The International Brotherhood of Teamsters recently criticized both moves in letters to UNFI stockholders. The union encouraged shareholders to vote against the compensation package, although the board of directors would not be bound by the election results.
The Teamsters argued that the executives should not be receiving bonuses when the company’s cap market value and stock price have rapidly declined during the past 16 months. UNFI announced in July 2018 that it would purchase Supervalu; the deal closed just three months later.
Despite the Teamsters’ appeal, shareholders elected the slate of nominated directors and approved the executive compensation plan, as well as two other questions.
After voting closed, Spinner and director James Heffernan addressed those issues.

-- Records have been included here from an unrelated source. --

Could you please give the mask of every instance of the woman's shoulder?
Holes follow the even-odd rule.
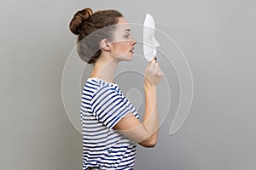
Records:
[[[119,92],[118,84],[110,83],[97,77],[88,78],[84,83],[84,89],[91,91],[94,94],[106,90]]]

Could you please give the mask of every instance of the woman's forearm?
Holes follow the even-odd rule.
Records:
[[[157,89],[156,87],[144,87],[145,91],[145,113],[143,127],[148,133],[148,139],[156,143],[158,137],[159,116],[157,109]]]

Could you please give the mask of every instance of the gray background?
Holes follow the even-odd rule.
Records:
[[[133,23],[151,13],[192,71],[194,100],[186,122],[170,136],[170,114],[157,146],[138,146],[136,169],[254,170],[255,3],[2,0],[0,169],[81,170],[82,136],[67,116],[61,86],[76,39],[69,21],[77,10],[91,7],[116,8]]]

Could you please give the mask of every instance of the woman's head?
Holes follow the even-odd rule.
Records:
[[[121,13],[116,10],[100,10],[93,13],[87,8],[78,11],[72,19],[70,31],[78,35],[77,50],[83,61],[95,63],[102,54],[100,43],[102,39],[112,41],[114,26],[122,18]]]

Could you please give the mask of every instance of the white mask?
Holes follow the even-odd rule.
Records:
[[[150,62],[156,56],[156,48],[160,46],[154,38],[155,25],[151,14],[147,14],[143,26],[143,52],[146,60]]]

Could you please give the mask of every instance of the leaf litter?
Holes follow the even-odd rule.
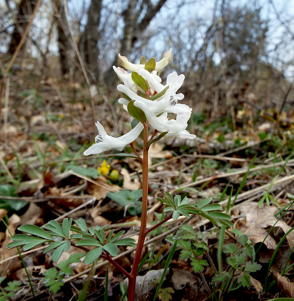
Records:
[[[54,92],[47,93],[48,95],[43,94],[44,100],[52,98],[50,93]],[[14,123],[12,119],[9,124],[1,129],[1,175],[3,183],[0,188],[1,217],[5,220],[9,218],[6,220],[12,234],[18,233],[17,228],[24,224],[42,226],[51,219],[61,222],[66,217],[72,217],[74,219],[84,219],[89,226],[111,224],[116,231],[123,230],[127,237],[135,237],[140,225],[140,212],[136,206],[139,196],[138,198],[137,196],[129,196],[133,200],[126,204],[116,201],[110,194],[115,195],[130,189],[139,191],[141,188],[141,165],[131,158],[110,158],[107,164],[111,166],[110,171],[118,171],[118,179],[112,181],[109,174],[100,175],[97,169],[108,155],[85,158],[81,154],[93,135],[90,106],[81,103],[72,105],[65,99],[61,107],[58,102],[53,100],[46,107],[47,110],[39,108],[30,120],[21,116],[21,107],[23,108],[25,104],[21,104],[17,110],[11,110],[11,114],[16,117],[20,116],[24,126]],[[125,117],[122,114],[120,122],[114,123],[113,116],[108,113],[111,111],[108,105],[97,105],[95,111],[99,112],[99,120],[107,125],[108,132],[112,130],[114,135],[123,133],[122,125],[114,127],[116,123],[122,125],[126,121],[124,119]],[[260,117],[256,126],[258,133],[267,130],[264,128],[269,126],[268,122],[264,125],[262,116]],[[205,121],[208,129],[211,121],[208,118]],[[281,130],[277,129],[277,136],[281,135]],[[149,166],[148,227],[160,220],[158,212],[162,205],[156,198],[162,197],[166,191],[172,195],[180,192],[198,201],[207,197],[212,198],[216,203],[220,200],[220,203],[225,210],[227,208],[230,210],[234,223],[233,230],[226,230],[224,244],[233,244],[239,248],[237,239],[242,234],[246,234],[255,244],[255,250],[260,249],[255,260],[262,266],[260,270],[250,275],[250,289],[241,286],[234,291],[227,292],[226,298],[236,298],[241,292],[247,292],[246,300],[266,300],[277,294],[281,296],[293,297],[292,286],[289,282],[294,278],[291,257],[294,245],[292,232],[286,236],[281,245],[279,244],[292,227],[294,220],[292,205],[287,208],[282,216],[285,210],[282,210],[290,204],[294,194],[294,159],[291,150],[287,149],[285,143],[275,148],[270,144],[269,137],[261,139],[255,135],[253,139],[251,135],[252,129],[246,126],[223,135],[222,140],[220,138],[222,135],[221,130],[213,135],[207,130],[197,133],[201,136],[193,142],[194,144],[189,141],[188,146],[186,141],[170,138],[162,139],[152,145]],[[240,137],[243,139],[241,146],[236,143]],[[129,150],[127,149],[126,152]],[[236,195],[253,154],[258,155],[258,159]],[[14,189],[8,190],[8,187]],[[226,187],[226,192],[222,196]],[[232,201],[235,199],[233,204]],[[258,202],[262,199],[263,203],[259,206]],[[231,206],[227,207],[229,201]],[[220,230],[209,221],[198,216],[180,218],[176,222],[172,219],[162,225],[160,232],[153,232],[148,235],[144,252],[146,253],[149,250],[151,253],[140,272],[142,279],[147,281],[144,293],[148,295],[149,291],[154,290],[149,282],[153,284],[154,288],[158,278],[152,276],[147,281],[147,275],[151,275],[148,273],[160,273],[168,255],[171,241],[168,238],[163,240],[163,238],[167,234],[178,235],[179,232],[177,230],[185,224],[202,234],[208,250],[201,249],[200,245],[195,247],[197,256],[194,261],[188,258],[181,259],[181,250],[176,251],[160,295],[160,299],[202,300],[213,293],[213,277],[218,270]],[[32,293],[19,256],[16,250],[8,250],[5,247],[10,234],[2,224],[0,231],[0,276],[5,277],[1,286],[6,287],[10,283],[10,289],[17,289],[18,292],[10,297],[11,299],[29,299]],[[35,293],[40,300],[51,297],[65,299],[70,295],[70,298],[76,296],[82,289],[86,278],[90,275],[92,284],[89,290],[88,299],[103,296],[107,267],[110,271],[109,287],[112,292],[109,299],[119,299],[119,284],[124,279],[119,271],[102,260],[95,267],[96,275],[91,274],[89,266],[75,263],[72,266],[72,274],[65,274],[58,280],[63,285],[56,293],[51,293],[44,282],[44,276],[48,275],[47,272],[50,269],[56,269],[56,273],[60,271],[58,263],[68,260],[80,250],[71,247],[55,264],[52,262],[50,256],[43,254],[45,247],[37,247],[26,252],[21,250]],[[271,256],[277,248],[271,273],[267,274]],[[127,268],[131,264],[134,250],[120,247],[119,254],[113,259]],[[223,253],[222,254],[223,271],[228,270],[227,256]],[[204,262],[202,260],[207,262],[207,265],[202,265],[202,271],[195,272],[191,264]],[[267,266],[264,265],[266,264]],[[154,272],[148,272],[151,269]],[[287,278],[284,275],[285,270]],[[57,279],[59,276],[56,275]],[[263,290],[266,276],[268,284],[274,279],[277,283],[267,292]],[[21,284],[12,284],[16,281],[20,281]],[[216,282],[215,285],[216,289],[220,289],[220,284]],[[236,299],[240,299],[238,296]]]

Heffernan, who chairs UNFI’s Compensation Committee, explained the board decided to award Spinner a 43% target bonus.
The 43% — which is equal to 65% of his $1.75 million salary or $759,556 — is in line with the other executives’ target goals, but their bonuses are tied to different percentages of their salaries.
“Given the extensive heavy work done in 2019, the committee also determined that to adjust the payout to zero was excessively punitive,” Heffernan said.
Spinner (left) also discussed UNFI’s equity plan, which gives certain executives stock options. The compensation plan supports the company’s business plan, which requires attracting, retaining and motivating leaders of exceptional talent, he said.
“Our ability to compete effectively in the marketplace depends on the knowledge, credibility and integrity of our leaders,” Spinner said. The program, which is balance for short-term and long-term growth, holds the company’s leadership accountable for their decisions, he added.
UNFI’s future depended on expansion
Market conditions required UNFI to acquire a national distributor, Spinner told shareholders. The distributor’s business of selling natural products and services to retailers had matured, he said.
“Better-for-you products had become mainstream; our customer base needed diversification; and ultimately, we knew that scaled services and a wider variety of products would continue to differentiate UNFI as the supplier of choice,” Spinner said.
He acknowledged, though, that the integration has been difficult. “2019 was a humbling year,” Spinner said.